LEVESHAM, John (d.1418), of Salisbury, Wilts.

Published in The History of Parliament: the House of Commons 1386-1421, ed. J.S. Roskell, L. Clark, C. Rawcliffe., 1993
Available from Boydell and Brewer

Constituency

Dates

Jan. 1404

Family and Education

m. (1) by 1383, Agnes (d.1400), da. and h. of John Duller of Duller in Lychet Matravers, Dorset by Maud, da. of Roger Cormaille, wid. of Roger Mautravers of Duller and Robert Bont of Old Sarum, Wilts., 1da. d.v.p.; (2) Agnes, wid. of John Dacy and Hugh Hore of Salisbury.1

Offices Held

Tax collector, Wilts. Nov. 1388, Salisbury Mar., Oct. 1393.

Reeve, Salisbury 1 Nov. 1396-7; mayor 1414-15.2

Biography

Little is known about Levesham before July 1385, when William Warmwell* brought a successful action against him and others for novel disseisin regarding a tenement in Salisbury. Ten years later he was one of the churchwardens of St. Edmund’s, Salisbury, who were present in April 1395 when John Waltham, bishop of Salisbury, held a visitation. A few weeks later, during the corporation of Salisbury’s dispute with the bishop, he acted as one of the city’s attorneys at a hearing before the royal council.3

Following his two Parliaments as representative for Salisbury, Levesham was asked to act as executor for citizens, John Druery and William Woderove. A member of the convocation of Salisbury by 1409, he is recorded as present at several of its meetings between then and his death.4 In March 1415, during his mayoralty, he was responsible for raising the loan of £100 which was demanded of the city in aid of Henry V’s first expedition to France, and in June following he was trying, evidently unsuccessfully, to obtain pledges that the money would be repaid. The expedition itself caused trouble of a different kind, for on 4 Aug. Levesham had to quell an armed affray (in which three men were killed) between a number of citizens and some Lancashire soldiers led by Sir James Haryngton* who were passing through Salisbury on their way to Southampton. On 28 Aug., having been appointed ex officio to a royal commission of array, he was himself raising a force in Salisbury.
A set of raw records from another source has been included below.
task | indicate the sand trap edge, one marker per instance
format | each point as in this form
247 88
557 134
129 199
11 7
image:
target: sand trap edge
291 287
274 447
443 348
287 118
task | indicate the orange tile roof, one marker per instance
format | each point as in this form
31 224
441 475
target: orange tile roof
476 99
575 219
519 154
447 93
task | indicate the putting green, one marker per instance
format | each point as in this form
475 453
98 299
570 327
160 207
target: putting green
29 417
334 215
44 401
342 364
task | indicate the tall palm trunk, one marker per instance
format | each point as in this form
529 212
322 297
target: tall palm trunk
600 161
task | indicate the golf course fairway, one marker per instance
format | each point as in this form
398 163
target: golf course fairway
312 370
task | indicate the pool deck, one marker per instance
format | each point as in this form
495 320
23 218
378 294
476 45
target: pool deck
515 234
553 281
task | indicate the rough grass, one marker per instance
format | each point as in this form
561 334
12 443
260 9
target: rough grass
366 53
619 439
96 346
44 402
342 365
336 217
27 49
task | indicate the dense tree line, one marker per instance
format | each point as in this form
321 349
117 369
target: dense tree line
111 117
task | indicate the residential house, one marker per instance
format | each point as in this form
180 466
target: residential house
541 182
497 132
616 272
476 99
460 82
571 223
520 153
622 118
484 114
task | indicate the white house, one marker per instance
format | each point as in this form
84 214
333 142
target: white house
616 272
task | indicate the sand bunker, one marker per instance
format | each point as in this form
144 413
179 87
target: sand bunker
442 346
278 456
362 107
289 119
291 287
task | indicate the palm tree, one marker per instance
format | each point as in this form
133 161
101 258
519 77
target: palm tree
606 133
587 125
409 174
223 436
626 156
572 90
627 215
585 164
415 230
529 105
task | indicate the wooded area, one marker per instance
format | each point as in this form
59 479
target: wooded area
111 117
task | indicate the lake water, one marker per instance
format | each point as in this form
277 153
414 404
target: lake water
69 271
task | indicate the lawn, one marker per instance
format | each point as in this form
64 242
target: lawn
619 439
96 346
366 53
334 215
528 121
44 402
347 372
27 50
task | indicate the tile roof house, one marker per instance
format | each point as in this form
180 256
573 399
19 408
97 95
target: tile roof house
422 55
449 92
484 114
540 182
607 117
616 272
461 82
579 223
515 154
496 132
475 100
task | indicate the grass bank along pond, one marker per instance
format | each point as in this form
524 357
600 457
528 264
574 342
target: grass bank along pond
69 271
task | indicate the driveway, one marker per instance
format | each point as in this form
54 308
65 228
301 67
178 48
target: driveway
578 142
In 1417 he contributed £1 to the city’s share of a parliamentary subsidy.5

Levesham’s first marriage had given him possession of the manor of Duller and other holdings in Dorset, which his wife, Agnes, had inherited from her father, as well as property in Old Sarum previously owned by her former husband, Robert Bont. These holdings he retained after Agnes’s death in 1400, respectively ‘by the courtesy’ and under the provisions of her will, of which he was executor; although he subsequently relinquished ownership of Duller to his stepson, Edward Mautravers.

When Levesham died, on 12 May 1418, he was also in possession of two tenements in Salisbury and other properties in Stratford sub Castle and Netheravon. His heir was his grand daughter Agnes, the child of his daughter Alice by her husband Richard Christchurch. She, whose title to Duller was then successfully challenged by her distant kinsman Thomas Hussey II*, was made a royal ward and later married Thomas Temse.6

Ref Volumes: 1386-1421

Author: Charles Kightly

Notes

  • 1. C138/47/57; J. Hutchins, Dorset, iii. 331; Salisbury RO, ‘Domesday bk.’ 2, f. 26; 3, f. 76; deed iv. 8.
  • 2. ‘Domesday bk.’ 2, f. 11; 3, f. 10; ledger bk. A, f. 54; Tropenell Cart. ed. Davies, i. 214.
  • 3. C260/97/6; R. Benson and H. Hatcher, Old and New Sarum, 755; CCR, 1392-6, p. 355.
  • 4. ‘Domesday bk.’ 2, ff. 48-55; ledger bk. A, ff. 34, 41, 43, 50, 56.
  • 5. Ledger bk. A, ff. 54-55, 60.
  • 6. C138/30/7, 47/57; ‘Domesday bk.’ 2, f. 26; deed iv. 8; CFR, xiv. 279, 343; CPR, 1416-22, p. 271; CCR, 1422-9, p. 350.